First, Plaintiff-Appellant argues that the district court should have taken judicial notice of the contract between La Crosse County and Health Professionals, Ltd. ("HPL"), to conclude as a matter of law that the County had delegated final decision-making authority over inmate health decisions to HPL. This argument is extrapolated from a statement in King I, where we stated that "[t]he County's express policies as embodied in the contract show that the County delegated to HPL final authority to make decisions about inmates' medical care." King, 680 F.3d at 1021. But we explicitly noted that our conclusion regarding HPL's decision-making authority reflected only our consideration of "[t]he evidence presented for summary judgment purposes." Id. at 1020. Additionally, our conclusion resulted from construing the evidence in the light most favorable to the Plaintiff-Appellant. Id. at 1020-21.
"We review the district court's refusal to take judicial notice of proffered materials for an abuse of discretion." Crawford v. Countrywide Home Loans, Inc., 647 F.3d 642, 649 (7th Cir. 2011). Here, we easily conclude that the district court did not abuse its discretion in refusing to take judicial notice of the HPL contract. The district court correctly concluded that Plaintiff-Appellant's legal argument was not the proper kind of fact that may be judicially noticed under Federal Rule of Evidence 201(b). See Gen. Elec. Capital Corp. v. Lease Resolution Corp., 128 F.3d 1074, 1081 (7th Cir. 1997) (holding that "in order for a fact to be judicially noticed, indisputability is a prerequisite") (citation omitted). HPL's final authority, or lack thereof, was a disputed point and was not suitable for judicial notice. The district court had the requisite purchase to determine this disputed matter, in light of the complete view of the evidence, and it certainly had the authority not to take judicial notice of the contract. The district court did not abuse its discretion with regard to this request for judicial notice.

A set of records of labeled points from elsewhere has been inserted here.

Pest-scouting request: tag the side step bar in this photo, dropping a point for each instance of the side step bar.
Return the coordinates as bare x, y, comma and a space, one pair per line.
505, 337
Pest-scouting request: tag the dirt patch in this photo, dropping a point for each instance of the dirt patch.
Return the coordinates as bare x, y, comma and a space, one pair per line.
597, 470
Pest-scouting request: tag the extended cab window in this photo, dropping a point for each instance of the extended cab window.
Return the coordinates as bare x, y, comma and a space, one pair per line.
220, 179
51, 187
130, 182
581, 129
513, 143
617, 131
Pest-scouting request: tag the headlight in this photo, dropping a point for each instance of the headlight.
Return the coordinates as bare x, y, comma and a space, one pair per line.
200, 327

Plaintiff-Appellant also urges us to reverse on the basis of the district court's decision to exclude the indemnification agreement between the County and HPL. King argues that the indemnification agreement was admissible as evidence that the County delegated final decision-making authority to HPL. Under Federal Rule of Evidence 411, when the "paramount question before the jury [i]s one of negligence, evidence of [liability] insurance" is not admissible "absent a showing on the part of [the Plaintiff-Appellant] that [she] intended to use the information for some alternate purpose set forth in the second sentence of Rule 411," such as "proof of agency, ownership, or control, or bias or prejudice of a witness." King v. Harrington, 447 F.3d 531, 533 (7th Cir. 2006). Because Plaintiff-Appellant's main argument regarding the admissibility of the indemnification agreement goes to questions of liability, the district court did not abuse its discretion in excluding the agreement.
IV
For the foregoing reasons, we REVERSE the judgment of the district court and REMAND this case for further proceedings consistent with this opinion.